Abstract
Novel technologies that hit the consumer market can translate to technological innovation for the health care field and often positively impact medical practice. The use of alternate realities, such as augmented reality (AR), has the potential to improve health care and provide increased opportunities for education, visualization, presentations, and improved patient outcomes. The term AR refers to an enhanced version of reality created using technology to overlay digital information on an image of something being viewed through a device (such as a smartphone camera). 1 This emerging tool is closely related to the more well-known virtual reality (VR). VR is an artificial environment which is experienced through sensory stimuli (such as sights and sounds) provided by a computer and in which one’s actions partially determine what happens in the environment. 2 While both of these technologies have the end user place screens directly in front of their eyes via a head-mounted system, the screen of AR systems is clear allowing the user to see both the world around them and images projected into that world. With VR systems, the user only sees the screens and observes only the new “virtual” world. This concept is illustrated in Figure 1.
Visual comparison of Virtual Reality (VR) and Augmented Reality (AR). No permission required.
Vendors are using AR to enhance the usefulness, utility, and desirability of conducting sonography examinations, so it is important to be able to adequately judge this technical enhancement. While both of these technologies have fantastic possibilities to be multidisciplinary game-changers in the medical field, this editorial centers on AR and its potential to enhance the utility of sonography
Where does AR coupled to sonography stand today? The technology is still in the early stages of this concept, but that doesn’t mean the landscape is bare. Vendors such as Philips, Microsoft, and MediView are all making strides to incorporate AR into a sonographer’s or physician’s workflow to make scanning and procedures more accurate, easier to complete, and the ultrasound equipment system ergonomically safe. These aims are accomplished through a few key features of AR. First, an individual performing a sonographic exam is no longer limited by the position of their computer screen. Using the AR environment, the sonogram can be moved and viewed anywhere in a room and can even be set to follow the eyes of the sonographer.

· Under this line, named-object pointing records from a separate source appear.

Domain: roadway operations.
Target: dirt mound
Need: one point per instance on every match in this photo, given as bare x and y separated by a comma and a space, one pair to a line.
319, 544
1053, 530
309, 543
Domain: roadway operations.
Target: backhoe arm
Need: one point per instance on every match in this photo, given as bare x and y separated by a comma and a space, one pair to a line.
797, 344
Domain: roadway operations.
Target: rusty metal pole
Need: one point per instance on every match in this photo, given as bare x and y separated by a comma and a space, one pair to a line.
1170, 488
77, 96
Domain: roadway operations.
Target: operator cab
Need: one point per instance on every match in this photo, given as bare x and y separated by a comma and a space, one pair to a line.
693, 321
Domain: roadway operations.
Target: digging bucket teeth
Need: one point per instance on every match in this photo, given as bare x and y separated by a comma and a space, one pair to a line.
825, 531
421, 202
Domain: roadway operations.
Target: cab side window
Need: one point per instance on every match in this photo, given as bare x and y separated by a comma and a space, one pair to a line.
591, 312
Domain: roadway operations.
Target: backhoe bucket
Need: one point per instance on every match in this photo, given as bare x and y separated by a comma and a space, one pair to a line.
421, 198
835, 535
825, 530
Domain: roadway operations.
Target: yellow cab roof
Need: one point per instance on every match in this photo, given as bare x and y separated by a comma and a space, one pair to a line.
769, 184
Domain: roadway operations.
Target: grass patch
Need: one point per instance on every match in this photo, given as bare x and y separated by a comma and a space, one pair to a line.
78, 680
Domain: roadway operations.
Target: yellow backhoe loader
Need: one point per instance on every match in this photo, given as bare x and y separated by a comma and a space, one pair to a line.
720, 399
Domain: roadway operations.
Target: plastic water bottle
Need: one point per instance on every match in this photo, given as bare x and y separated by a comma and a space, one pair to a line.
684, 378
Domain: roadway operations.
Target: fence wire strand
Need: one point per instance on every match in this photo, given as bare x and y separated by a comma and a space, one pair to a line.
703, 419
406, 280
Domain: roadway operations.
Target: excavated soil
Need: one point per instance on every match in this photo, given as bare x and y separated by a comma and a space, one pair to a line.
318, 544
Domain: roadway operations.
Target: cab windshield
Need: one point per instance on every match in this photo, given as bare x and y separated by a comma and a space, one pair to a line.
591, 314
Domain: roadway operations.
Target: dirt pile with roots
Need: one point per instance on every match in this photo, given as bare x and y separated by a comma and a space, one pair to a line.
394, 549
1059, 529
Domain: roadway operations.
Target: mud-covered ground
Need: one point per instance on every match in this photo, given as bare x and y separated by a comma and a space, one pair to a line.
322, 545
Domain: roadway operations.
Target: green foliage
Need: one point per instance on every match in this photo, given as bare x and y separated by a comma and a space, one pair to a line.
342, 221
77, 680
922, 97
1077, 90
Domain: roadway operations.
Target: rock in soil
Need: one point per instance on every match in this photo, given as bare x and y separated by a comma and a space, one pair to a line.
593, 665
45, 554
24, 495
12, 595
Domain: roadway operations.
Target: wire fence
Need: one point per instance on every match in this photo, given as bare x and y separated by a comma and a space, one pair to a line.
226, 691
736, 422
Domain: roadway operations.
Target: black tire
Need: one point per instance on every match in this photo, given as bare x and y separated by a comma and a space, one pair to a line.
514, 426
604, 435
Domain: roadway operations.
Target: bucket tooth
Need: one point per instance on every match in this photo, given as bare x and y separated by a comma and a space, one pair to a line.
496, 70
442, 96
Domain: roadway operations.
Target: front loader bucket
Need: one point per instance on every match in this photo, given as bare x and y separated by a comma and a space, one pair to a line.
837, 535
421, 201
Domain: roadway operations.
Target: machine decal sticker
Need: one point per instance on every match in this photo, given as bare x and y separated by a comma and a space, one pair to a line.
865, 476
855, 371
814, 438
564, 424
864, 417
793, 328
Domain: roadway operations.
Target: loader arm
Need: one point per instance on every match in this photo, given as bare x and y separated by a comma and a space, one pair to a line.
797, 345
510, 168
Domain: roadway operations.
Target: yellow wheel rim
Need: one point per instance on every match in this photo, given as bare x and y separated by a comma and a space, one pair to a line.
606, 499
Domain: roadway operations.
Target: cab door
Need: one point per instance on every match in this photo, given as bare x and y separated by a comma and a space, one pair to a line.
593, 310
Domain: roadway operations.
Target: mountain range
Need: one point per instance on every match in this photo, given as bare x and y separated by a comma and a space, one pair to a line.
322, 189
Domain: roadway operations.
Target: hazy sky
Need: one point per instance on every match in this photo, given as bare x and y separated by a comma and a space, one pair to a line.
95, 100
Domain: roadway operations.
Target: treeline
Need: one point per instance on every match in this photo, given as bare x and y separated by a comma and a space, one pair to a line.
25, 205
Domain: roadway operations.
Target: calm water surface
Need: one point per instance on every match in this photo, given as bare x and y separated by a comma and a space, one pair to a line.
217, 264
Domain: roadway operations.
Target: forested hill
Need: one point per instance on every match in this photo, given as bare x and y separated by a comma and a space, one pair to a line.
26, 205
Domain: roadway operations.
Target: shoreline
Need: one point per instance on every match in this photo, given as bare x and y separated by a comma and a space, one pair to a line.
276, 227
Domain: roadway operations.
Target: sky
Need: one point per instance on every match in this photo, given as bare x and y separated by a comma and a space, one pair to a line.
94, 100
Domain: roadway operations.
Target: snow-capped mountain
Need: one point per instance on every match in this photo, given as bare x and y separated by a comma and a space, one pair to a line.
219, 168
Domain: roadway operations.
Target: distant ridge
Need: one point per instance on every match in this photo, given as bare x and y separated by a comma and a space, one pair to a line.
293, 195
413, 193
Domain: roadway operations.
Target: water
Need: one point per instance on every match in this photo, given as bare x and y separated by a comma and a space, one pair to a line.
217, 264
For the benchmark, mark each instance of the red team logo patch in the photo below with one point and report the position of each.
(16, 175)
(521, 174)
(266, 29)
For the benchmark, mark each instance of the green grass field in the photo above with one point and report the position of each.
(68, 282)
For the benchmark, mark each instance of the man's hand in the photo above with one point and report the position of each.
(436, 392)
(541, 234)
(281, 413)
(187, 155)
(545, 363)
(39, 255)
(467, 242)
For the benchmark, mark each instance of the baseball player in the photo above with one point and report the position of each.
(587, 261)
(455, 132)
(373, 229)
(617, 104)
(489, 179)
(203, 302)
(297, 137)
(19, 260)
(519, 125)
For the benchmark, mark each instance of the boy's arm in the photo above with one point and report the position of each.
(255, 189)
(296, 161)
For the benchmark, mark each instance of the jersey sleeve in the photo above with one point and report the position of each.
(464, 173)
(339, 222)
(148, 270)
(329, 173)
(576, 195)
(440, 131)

This may lead to less neck strain and mitigate the need to alter between looking at the patient and monitor; instead, both can be accomplished at the same time. This is especially promising innovation when considering awkward scanning positions. The second key feature of AR is the ability to have others remote into your AR headset. This allows outside users to view the sonographic exam, as well as make indicating marks that will appear real time in the sonographer’s three-dimensional world. This will allow for strong collaboration on vital sonographic examinations, assist in the training of sonographers, and promote higher standards of care everywhere by allowing colleagues to assist in examinations that are thousands of miles away. Finally, AR gives the ability to superimpose real patient anatomy over their body, in real time. This specific ability is in its very early stages, only being compatible with pre-operative computed tomograms (CTs), but the prospect is exciting.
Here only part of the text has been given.